Proteomics and the Risk of Incident Embolic and Thrombotic Stroke.

Abstract

Objective: Personalized approaches to ischemic stroke diagnosis are needed. We determine differences in proteomic signatures of incident embolic (EIS) and thrombotic stroke (TIS) by age and resultant pathways using large-scale proteomics.

Methods: Participants in the Atherosclerosis Risk in Communities Study (ARIC) from visit 2 (V2, 1990-1992) until 2020 without prevalent stroke with available SomaScan data (4,955 protein targets) at V2 (mid-life, n = 10,929), and then again at visit 5 (V5, 2011-2013, n = 4,463) were included. Covariate adjusted Cox hazard models determined the association between proteins, and adjudicated incident EIS or TIS from V2 to V5 and from V5 to 2020.

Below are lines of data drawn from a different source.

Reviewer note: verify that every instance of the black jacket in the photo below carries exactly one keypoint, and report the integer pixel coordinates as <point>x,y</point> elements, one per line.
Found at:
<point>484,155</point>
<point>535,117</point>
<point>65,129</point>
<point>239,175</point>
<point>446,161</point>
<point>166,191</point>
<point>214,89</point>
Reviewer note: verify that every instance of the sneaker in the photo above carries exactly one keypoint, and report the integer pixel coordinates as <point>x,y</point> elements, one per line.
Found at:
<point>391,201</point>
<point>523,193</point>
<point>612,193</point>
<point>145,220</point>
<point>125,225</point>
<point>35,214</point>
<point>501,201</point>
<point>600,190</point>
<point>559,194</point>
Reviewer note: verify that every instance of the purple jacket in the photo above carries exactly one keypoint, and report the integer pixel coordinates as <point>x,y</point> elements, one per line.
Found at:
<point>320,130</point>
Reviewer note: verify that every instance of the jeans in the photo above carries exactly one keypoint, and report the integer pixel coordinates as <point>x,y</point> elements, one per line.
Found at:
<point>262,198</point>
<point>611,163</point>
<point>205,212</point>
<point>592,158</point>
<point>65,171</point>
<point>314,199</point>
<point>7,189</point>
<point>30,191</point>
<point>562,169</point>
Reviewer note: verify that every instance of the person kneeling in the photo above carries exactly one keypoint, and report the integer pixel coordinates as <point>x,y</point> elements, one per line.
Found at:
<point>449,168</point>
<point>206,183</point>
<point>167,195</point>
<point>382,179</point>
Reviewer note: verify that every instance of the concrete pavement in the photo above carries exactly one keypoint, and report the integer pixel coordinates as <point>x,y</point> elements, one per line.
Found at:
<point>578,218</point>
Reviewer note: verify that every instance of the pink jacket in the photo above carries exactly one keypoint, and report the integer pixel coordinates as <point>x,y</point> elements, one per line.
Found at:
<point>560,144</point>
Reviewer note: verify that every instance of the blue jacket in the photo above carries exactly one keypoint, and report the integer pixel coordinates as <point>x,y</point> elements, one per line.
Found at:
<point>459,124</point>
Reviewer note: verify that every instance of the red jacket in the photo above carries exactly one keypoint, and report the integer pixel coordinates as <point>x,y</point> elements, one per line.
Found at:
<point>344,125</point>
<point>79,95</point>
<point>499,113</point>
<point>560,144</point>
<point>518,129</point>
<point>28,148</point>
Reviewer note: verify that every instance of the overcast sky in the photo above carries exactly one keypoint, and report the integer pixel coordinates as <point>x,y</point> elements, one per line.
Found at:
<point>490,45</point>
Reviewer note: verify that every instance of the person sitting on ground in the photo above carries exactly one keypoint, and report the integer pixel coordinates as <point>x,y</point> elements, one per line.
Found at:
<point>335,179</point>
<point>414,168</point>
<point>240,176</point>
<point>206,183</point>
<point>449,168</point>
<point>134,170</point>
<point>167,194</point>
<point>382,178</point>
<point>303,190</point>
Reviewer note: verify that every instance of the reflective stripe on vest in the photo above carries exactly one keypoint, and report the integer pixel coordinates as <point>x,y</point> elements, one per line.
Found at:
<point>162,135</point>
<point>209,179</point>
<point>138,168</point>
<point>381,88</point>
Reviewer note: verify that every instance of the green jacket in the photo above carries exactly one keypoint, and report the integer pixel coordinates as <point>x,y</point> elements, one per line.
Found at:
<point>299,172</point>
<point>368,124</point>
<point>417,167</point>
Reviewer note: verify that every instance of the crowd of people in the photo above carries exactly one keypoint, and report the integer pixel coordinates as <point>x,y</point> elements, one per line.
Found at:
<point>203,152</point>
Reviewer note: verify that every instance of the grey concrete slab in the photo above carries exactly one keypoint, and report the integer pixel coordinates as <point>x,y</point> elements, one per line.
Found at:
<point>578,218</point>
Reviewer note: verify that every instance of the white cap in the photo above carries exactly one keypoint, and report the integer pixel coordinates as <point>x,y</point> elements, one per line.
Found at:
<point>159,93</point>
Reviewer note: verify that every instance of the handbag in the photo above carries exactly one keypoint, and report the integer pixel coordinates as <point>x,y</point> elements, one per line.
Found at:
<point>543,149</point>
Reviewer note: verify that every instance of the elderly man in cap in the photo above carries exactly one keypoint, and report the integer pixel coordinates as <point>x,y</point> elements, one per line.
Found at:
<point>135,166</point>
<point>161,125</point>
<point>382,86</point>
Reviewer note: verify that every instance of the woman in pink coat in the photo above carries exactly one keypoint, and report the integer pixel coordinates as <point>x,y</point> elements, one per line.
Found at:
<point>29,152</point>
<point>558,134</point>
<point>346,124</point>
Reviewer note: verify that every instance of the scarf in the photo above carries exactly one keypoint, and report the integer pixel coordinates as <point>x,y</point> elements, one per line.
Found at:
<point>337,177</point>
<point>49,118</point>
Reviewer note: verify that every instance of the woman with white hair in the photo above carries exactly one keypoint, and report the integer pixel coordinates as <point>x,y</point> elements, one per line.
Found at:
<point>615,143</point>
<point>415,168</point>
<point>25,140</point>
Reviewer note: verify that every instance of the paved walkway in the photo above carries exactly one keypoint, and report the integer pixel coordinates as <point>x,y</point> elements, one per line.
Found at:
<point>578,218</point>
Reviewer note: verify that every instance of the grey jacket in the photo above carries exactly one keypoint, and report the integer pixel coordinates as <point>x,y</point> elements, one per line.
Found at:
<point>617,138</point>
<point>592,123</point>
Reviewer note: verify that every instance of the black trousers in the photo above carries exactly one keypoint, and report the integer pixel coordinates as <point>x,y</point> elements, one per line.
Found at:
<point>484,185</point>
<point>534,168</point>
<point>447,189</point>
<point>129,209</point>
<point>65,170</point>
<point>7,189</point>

Results: Among 10,929 participants (56% female, 23% Black, follow-up ~20 years), 20 proteins measured in mid-life were associated with either EIS (n = 168) or TIS (n = 459) in mid-life, and 4 measured in late-life were associated with late-life stroke (73 EIS and 124 TIS events) at the Bonferroni threshold p < 1E-5. In mid-life, N-terminal pro-B-type natriuretic peptide (NPPB) was significantly associated with EIS, but not TIS (p-difference = 9.14E-7). Nineteen mid-life proteins were strongly associated with TIS; 7 strongly associated with TIS and only nominally (p < 0.05) with EIS and the remaining 12 with TIS only. In late-life, NPPB, serine protease inhibitor Kazal-type 4, oligodendrocyte-myelin-glycoprotein, and neurocan-core protein were significantly associated with EIS, but not TIS. Ingenuity Pathway Analysis tools implicated cancer for EIS-associated proteins, whereas TIS pathways reflected cell-structure and atherogenesis.

Interpretation: We identified plasma proteins associated with risk of EIS versus TIS reflecting distinct stroke mechanisms: cardiac dysfunction protein in EIS (eg, NPPB) and inflammation dysregulation in TIS (eg, interleukins). ANN NEUROL 2025.